The best Bond film? Arguably.

 

1. American Beauty (1999)

Mendes’ debut feature saw him win five Oscars (including Best Picture and Best Director) at the Academy Awards making his narrow miss this year seem less of a blow. The film is a beautiful synergy of ensemble cast, smart narrative devices, and a balance of humour and tragedy. It is Mendes’ first critique of American suburban life, choosing here to leave no one out of view: the surplus worker, the ambitious housewife (Annette Bening), the discontented daughter (Thora Birch), the abusive father (Chris Cooper), the nihilistic son (Wes Bentley).

Despite the facade of rose bushes, Lynch-esque picket fences, and automatic garages, everyone and everything is in breakdown by trying to live up to the life they all believe they should be living. Only Lester Burnham (played magnificently by Kevin Spacey) is privy to it – “in a way, I am dead already” he proclaims.

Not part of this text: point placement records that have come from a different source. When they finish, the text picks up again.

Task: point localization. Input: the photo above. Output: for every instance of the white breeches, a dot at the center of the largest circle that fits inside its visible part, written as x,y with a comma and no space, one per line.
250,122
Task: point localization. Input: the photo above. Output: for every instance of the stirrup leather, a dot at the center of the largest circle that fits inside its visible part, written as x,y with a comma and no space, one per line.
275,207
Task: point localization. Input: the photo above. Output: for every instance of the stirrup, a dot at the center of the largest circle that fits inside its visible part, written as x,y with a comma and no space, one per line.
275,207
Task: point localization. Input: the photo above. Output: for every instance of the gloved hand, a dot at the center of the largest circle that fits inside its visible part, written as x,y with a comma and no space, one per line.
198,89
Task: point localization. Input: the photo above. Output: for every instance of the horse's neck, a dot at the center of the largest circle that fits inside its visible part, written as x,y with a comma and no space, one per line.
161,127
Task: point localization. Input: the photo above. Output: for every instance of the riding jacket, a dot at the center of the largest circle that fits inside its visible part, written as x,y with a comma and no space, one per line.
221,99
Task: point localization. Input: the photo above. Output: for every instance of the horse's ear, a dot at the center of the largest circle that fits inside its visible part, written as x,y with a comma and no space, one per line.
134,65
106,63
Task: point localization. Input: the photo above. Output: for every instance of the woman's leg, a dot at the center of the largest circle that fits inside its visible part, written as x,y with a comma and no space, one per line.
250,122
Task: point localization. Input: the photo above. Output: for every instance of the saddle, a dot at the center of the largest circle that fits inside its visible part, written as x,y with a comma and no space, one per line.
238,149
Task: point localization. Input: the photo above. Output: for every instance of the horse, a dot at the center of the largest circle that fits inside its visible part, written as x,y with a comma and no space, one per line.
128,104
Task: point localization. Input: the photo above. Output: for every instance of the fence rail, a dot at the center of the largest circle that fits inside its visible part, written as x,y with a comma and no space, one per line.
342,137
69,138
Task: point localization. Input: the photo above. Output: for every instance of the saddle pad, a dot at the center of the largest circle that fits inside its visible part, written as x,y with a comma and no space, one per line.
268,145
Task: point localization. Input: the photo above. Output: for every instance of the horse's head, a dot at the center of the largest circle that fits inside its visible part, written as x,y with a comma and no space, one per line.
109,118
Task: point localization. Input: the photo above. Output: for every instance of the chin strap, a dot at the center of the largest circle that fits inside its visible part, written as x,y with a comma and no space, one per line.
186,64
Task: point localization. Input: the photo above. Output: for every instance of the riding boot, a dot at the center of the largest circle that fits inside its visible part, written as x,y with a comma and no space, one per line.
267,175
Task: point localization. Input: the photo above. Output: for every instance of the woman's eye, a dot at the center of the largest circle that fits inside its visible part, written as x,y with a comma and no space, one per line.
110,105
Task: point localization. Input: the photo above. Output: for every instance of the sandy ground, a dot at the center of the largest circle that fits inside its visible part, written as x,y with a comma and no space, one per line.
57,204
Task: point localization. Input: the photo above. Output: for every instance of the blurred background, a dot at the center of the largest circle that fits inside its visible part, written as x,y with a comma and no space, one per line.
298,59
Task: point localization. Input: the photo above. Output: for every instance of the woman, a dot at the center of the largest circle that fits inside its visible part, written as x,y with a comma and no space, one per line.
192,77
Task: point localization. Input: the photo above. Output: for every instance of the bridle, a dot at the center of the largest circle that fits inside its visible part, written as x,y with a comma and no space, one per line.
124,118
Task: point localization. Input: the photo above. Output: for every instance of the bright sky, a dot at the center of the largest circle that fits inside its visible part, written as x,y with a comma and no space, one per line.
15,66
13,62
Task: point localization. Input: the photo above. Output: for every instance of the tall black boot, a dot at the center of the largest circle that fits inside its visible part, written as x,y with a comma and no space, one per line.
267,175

American Beauty follows Lester’s realisation as he, under the influence of pot and the adrenaline of quitting his job, starts to live life on his own terms. This is the films first beauty: Lester’s “no shits given” attitude to life that breaks the usual suburban mould. The second lies in his daughter’s best friend whose cheerleader antics and flirtatious behaviour take hold of Lester and is the driving force that sparks the revitalisation of Lester’s love for life (despite how delusional and disturbing it all is).

The third, and possibly truest, comes from Ricky Fitts’ observation of the world around him. Mostly an array of absurd, voyeuristic video recordings of his neighbours but occasionally beautiful videos of plastic bags floating in the wind (or the beauty of everyday life), Ricky’s odd and sometimes crazy reflection of the world culminates in his relationship with Jane Burnham – her only respite from her own sense of hopeless emptiness.

A triumph in storytelling, Mendes marked his prowess from the very start and kick-started his eclectic filmmaking career in brave and ambitious style.